Looking for a cheaper alternative in Memphis, any church league will certainly come across. The Christian communities have undertaken the tasks clubs do elsewhere. About 30 teams compete in various groups of age in the East Shelby Church Recreation Association.

“In Memphis, church recreational sports are very big business,” said Stanley Walls, Assistant Professor for Health and Sport Sciences at the University of Memphis. “But they rarely have separate adult divisions for strong and weak teams.”

Two of the big communities organizing those competitions are the Bellevue Baptists and Hope Church. Scott McClain works for the latter. They solely compose teams of kids aged between four and 13 years.

“There is very, very little interest in adult soccer,” he said. “Additionally, many churches do not have light facilities and enough land for that.”

The price per kids’ spring or fall season varies between 60 and 100 dollars for 14 games – depending on the team’s uniform. Hope Church does not reserve its league to Christians only.

“Of course Atheists and Muslims may play with us, too.”

Church communities act like clubs in Europe, with regular practice times and games. However, McClain specifies, every session begins with a common prayer.

While across the Atlantic things work another way, US-Americans seem to be satisfied with the status quo. Neither Hobson nor McClain nor Rogers said they would miss a nationwide network of divisions and amateur clubs having their own fields.

“It’s a weird system here,” said Duncan Riddle, Executive Director of USASA.

With 54 state associations - some bigger states have two associations - and 250,000 registered players, USASA considers itself the soccer federation for amateurs. According to Riddle, only three to five percent of its members play “highly competitive”; the others are interested in recreational soccer. Everyone pays 15 dollars a year to the USASA, including insurance.

Riddle said he would love to integrate regional churches to a higher degree into the USASA, “but the size of the country is a huge challenge.”

In his opinion, the biggest problem for establishing a nationwide amateur league system simply is the weather. While it is possible to play yearlong in states like California or Florida, it is hard to do so in the northeast where it can be freezing several months.

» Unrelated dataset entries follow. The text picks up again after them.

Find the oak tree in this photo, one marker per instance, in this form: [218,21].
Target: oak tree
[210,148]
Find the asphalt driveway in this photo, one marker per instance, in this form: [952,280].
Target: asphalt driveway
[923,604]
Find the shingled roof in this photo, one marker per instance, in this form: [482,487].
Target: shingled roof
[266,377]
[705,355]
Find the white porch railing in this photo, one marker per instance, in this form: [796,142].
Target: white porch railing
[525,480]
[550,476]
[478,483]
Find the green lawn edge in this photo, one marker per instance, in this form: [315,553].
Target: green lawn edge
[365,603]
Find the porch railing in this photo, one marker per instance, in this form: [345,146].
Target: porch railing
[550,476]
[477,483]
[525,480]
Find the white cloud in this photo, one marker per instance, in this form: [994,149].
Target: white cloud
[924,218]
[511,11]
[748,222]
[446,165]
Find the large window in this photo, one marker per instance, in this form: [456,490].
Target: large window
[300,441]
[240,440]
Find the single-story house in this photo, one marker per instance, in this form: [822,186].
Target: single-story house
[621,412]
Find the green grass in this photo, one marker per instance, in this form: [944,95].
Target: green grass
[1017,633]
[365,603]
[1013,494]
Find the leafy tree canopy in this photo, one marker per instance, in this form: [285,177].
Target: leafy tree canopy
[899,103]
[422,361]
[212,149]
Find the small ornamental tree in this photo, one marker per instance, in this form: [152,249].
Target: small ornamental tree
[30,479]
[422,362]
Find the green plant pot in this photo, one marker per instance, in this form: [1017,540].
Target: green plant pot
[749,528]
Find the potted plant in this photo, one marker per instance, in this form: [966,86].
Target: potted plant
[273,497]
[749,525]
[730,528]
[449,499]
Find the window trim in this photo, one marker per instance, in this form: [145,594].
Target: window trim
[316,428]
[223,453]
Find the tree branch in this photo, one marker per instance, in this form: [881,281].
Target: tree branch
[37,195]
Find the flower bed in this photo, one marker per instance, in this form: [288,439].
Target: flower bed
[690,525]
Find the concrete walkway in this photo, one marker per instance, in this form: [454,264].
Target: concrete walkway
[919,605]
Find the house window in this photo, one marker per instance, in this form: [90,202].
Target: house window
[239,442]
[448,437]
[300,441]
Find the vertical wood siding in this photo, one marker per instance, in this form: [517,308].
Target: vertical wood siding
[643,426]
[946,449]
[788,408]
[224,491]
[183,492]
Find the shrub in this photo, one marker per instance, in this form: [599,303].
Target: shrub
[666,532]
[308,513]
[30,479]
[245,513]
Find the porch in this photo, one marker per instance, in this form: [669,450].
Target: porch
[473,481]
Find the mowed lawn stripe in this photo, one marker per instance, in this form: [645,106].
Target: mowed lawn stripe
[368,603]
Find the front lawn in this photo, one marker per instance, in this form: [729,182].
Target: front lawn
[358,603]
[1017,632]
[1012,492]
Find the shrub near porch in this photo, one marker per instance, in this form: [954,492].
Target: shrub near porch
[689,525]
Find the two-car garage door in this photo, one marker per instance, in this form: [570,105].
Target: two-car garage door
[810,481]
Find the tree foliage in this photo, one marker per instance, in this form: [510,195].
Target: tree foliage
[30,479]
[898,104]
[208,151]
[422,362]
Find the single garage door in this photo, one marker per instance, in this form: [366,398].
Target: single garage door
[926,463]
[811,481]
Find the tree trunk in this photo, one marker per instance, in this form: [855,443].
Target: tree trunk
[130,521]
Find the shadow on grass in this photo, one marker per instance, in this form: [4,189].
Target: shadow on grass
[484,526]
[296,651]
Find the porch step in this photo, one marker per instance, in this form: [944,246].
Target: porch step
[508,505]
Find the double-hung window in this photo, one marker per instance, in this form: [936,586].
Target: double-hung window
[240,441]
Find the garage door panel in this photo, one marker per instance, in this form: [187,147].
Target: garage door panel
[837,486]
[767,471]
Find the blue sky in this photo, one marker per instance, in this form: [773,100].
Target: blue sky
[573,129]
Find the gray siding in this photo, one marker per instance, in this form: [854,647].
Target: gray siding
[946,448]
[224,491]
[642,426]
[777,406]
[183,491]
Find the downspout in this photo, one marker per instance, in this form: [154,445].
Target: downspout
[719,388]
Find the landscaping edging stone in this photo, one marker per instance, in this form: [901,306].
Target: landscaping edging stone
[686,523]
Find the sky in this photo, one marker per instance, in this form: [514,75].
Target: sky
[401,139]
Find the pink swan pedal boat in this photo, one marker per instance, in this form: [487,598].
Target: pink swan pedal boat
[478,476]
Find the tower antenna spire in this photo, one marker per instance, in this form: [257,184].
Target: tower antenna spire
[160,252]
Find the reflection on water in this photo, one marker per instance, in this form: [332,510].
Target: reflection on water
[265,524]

Additionally, he wants to cooperate more with the state associations and their local divisions. But it is difficult to implement another system in the federally developed US that is culturally extremely diverse - also in soccer.

“They see no value for them,” he complained. “Lower leagues often try to make profit.”

However, the subordinate organizations claim it was the other way around.

“The federation is full of money - more than they need,” Hobson from TSSA said.

Actually, between February 2015 and February 2017, the balance sheets of USASA show an increase of 22.7 percent in total liabilities and equity.

“GMSA is not profit-oriented,” Rogers also countered. “Whatever money we have, we try to bring it back in the league.”

Indeed, he said they distribute 500 dollars to each of the seven teams overall winning a division. Only the over-35 league receives no prize money. Rogers himself said he got a “small stipend per season but it is essentially a volunteer position”.

Meanwhile, second half at Mike Rose Soccer Complex begins. Rogers’ team leads
2-1. Until now it has been a tight game. He sees the GMSA leagues at a quite competitive level.

"It is higher than at the churches. Their soccer is more recreational.”

Teams that are new to GMSA do not have to start in the lowest division. They can estimate their level on their own. For new players, a message board on the website enables them to find a team that fits. These are good preconditions for a working league system, but regular practice is impossible as it is not allowed at Mike Rose Soccer Complex. The Shelby County government owns it while a private operator makes good money with renting fields out - only for games though.

Nevertheless, Curt Rogers calls it the "best decision" for GMSA to play at Mike Rose and no longer on one of the city places.

"You even do not have to worry about light or broken glass," he said standing in the mud of his six-yard box after the game ended 5-1. “This is a beautiful place. I would have loved to play here as a kid.”